Minimizing something like this on training data with intent to use it on predictions later assumes that the $x_i$s and $y_i$s are random samples from a fixed underlying distribution $p(x,y)=p(y|x)p(x)$. This assumption should be kept in mind.

$$\lim_{N \to \infty} MSE(\theta) = \int \int \left(y - f(x;\theta)\right)^2 p(x,y) dx dy $$

$ = E_{p(x,y)} \left[ \left(y - f(x;\theta)\right)^2 \right] $
= averate theoretical squared error using f as a predictor, with respect to $p(x,y)$.

This is true as long as $x_i,y_i$ pairs are samples from $p(x,y)$. Ideally, we would like to fin $f,\theta$ to minimize this.

Can rewrite as $\int \left[ \int \left(y_x - f(x_i;\theta)\right)^2 p(y|x) dy \right] p(x) dx $.

  • * $y_x$ is a random variable
  • * $f(x_i;\theta)$ is our deterministic prediction of y given x

$= \int MSE_x p(x) dx$
= weighted MSE with respect to $p(x)$. This is relevant in practical problems where $p(x)$ is different from training and test data. Changes in $p(x)$ are sometimes called covariate shift.

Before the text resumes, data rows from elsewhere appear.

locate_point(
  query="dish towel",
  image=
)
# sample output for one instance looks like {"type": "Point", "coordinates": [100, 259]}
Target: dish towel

Theoretical Properties of Minimizing MSE

$$ MSE_x = \int \left(y_x - f(x_i;\theta)\right)^2 p(y|x) dy $$

$$ = \int \left(y_x - E[y_x] + E[y_x] - f(x;\theta) \right)^2 p(y|x) dy $$

cross terms drop out

$$ = \int \left(y_x - E[y_x] \right)^2 p(y|x) dy + \int \left[E[y_x] - f(x;\theta) \right]^2 p(y|x) dy $$

The first term is $\sigma_{y|x}^2$, variation in y at a particular x. We have no control over this. We can then work to minimize the second term by selecting $\theta$.

$$ = \sigma_{y|x}^2 + \int \left[E[y_x] - f(x;\theta) \right]^2 p(y|x) dy $$

The lower bound is achieved when we have the optimal predictor $f(x;\theta) = E[y_x]$. In this case, $MSE_x \geq \sigma_{y|x}^2$.

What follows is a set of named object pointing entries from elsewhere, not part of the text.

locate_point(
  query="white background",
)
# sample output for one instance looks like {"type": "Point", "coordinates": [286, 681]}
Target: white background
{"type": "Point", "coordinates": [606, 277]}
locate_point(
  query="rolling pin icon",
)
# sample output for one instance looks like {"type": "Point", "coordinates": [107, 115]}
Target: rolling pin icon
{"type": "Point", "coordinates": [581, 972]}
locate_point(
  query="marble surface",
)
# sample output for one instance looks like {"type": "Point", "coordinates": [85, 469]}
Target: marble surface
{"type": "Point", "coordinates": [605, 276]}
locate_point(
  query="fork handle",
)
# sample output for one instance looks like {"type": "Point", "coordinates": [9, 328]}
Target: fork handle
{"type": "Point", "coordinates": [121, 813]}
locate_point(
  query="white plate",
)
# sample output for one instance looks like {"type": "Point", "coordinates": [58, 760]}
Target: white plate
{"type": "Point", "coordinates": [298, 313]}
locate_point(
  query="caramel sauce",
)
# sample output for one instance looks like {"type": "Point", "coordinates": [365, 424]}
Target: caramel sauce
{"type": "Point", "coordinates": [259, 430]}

In theory, we just set $f(x;\theta) = E[y_x]$ and we have the optimal predictor. In practice, we have to learn $E[y_x]$ and are limited by the Bias-Variance Tradeoff.

  • * bias: $f(x;\theta)$ might not be able to exactly approximate the unknown $E[y_x]$.
  • * variance: even if it can, we only have finite data to learn $E[y_x]$.